An algorithm to estimate mean vehicle speed from MPEG Skycam video

last modified : 10-02-2020

General Information

  • Title: An algorithm to estimate mean vehicle speed from MPEG Skycam video

  • Authors: Xiaodong Yu, Ping Xue, Lingyu Duan & Qi Tian

  • Link: article
  • Date of first submission: 30 December 2006
  • Implementations: None

Brief

They propose a novel statistical model to estimate the mean speed of vehicle from the compressed MPEG video flux. They make of the motion vector to estimate the speed of the vehicles on each lanes of the road. They reach an accuracy up to 85 to 92% when using proper spatial and temporal processing. They do not provide with speed gains when using their method when compared to method fully decoding the video data.

How Does It Work

In order to predict the mean speed of the vehicles, they use a four step pipeline:

  • A MPEG parser to extract the motion vectors and DCT coefficients from the video
  • A filter module to remove the unreliable motion vectors
  • A mapping model to map the motion vectors from the 2D plane (image) to the 3D plane (ground plane)
  • A module to estimate the mean vehicle speed

The whole pipeline is described in the figure below:

pipeline

MPEG Parser: A simple parser, they extract the P frame and store them into a buffer along with the DCT coefficients and macro block types.

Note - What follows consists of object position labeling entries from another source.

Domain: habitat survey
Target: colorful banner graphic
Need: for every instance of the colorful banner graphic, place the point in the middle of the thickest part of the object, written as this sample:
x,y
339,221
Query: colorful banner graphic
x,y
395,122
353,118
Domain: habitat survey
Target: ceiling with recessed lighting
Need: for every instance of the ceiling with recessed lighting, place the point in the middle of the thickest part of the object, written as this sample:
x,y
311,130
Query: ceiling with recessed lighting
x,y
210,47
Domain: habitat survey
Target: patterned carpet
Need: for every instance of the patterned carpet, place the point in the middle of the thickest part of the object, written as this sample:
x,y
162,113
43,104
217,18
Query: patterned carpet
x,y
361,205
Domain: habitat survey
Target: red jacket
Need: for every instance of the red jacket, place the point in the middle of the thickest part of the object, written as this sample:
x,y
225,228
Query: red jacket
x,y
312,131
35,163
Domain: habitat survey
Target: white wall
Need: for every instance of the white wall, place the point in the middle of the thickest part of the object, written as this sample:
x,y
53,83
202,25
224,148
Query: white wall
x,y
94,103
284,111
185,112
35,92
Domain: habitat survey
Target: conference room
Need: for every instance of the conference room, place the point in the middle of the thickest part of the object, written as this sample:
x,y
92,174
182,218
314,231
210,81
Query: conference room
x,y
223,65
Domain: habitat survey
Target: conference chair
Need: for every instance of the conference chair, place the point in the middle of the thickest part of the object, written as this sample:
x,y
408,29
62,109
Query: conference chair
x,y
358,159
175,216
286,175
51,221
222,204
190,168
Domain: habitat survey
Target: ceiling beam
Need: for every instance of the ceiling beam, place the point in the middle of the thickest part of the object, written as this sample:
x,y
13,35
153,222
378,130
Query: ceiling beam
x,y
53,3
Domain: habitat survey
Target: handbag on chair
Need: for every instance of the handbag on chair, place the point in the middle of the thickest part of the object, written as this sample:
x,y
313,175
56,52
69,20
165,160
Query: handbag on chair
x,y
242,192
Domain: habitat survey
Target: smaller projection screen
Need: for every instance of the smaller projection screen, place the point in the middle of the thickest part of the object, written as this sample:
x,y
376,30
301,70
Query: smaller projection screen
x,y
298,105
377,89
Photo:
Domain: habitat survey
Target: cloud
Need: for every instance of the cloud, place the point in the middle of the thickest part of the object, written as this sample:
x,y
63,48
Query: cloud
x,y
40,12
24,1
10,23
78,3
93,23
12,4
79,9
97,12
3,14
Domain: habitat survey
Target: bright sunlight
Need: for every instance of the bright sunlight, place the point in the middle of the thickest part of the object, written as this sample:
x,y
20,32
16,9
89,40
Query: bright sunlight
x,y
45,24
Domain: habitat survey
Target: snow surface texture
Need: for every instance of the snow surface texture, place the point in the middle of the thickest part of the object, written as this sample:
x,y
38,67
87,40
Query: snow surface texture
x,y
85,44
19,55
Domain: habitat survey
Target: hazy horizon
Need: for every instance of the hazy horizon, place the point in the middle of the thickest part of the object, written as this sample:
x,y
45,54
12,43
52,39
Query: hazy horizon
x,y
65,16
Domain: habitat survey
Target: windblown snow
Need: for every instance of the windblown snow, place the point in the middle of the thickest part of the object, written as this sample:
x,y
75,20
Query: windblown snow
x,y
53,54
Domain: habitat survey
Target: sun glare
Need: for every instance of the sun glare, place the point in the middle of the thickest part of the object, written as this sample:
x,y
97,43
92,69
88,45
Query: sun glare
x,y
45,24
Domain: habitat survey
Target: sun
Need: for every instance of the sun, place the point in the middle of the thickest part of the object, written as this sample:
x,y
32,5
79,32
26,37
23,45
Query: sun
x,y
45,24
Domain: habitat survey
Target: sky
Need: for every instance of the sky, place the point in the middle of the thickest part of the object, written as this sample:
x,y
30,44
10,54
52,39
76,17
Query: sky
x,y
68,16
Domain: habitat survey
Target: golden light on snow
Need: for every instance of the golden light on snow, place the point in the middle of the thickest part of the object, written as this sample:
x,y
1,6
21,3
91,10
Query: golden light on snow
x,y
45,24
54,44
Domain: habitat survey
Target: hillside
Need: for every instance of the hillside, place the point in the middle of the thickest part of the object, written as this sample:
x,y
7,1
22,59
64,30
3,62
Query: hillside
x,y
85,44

Filter module: They use 2 motion vector filters to remove the unreliable motion vectors: a spatial window filter (lane mask) and a texture filter. The texture filter is used to remove motin vectors in low texture macroblocks as they are less likely to contain vehicles.

Mapping model: A mapping model calibrated offline once per camera.

Mean speed estimation: To estimate the mean speed, they take the mean vehicle motion vector (translated from pixel domain to the "meter domain", i.e the road) and divide by the period of time between the P-frame and its reference frame. They average this with all the motion vector as using one motion vector is not reliable enough (with small objects, a small error has a big impact).

Results

They test the proposed approach on two skycams mounted over two primary expressways in Singapore. One of the video test is taken when the traffic is smooth and the air is clear, the other is taken when the air is smoggy and there are some congestion in one of the traffic direction.

They test the selection of the parameters and show that with this method they can reach a precision of 90%.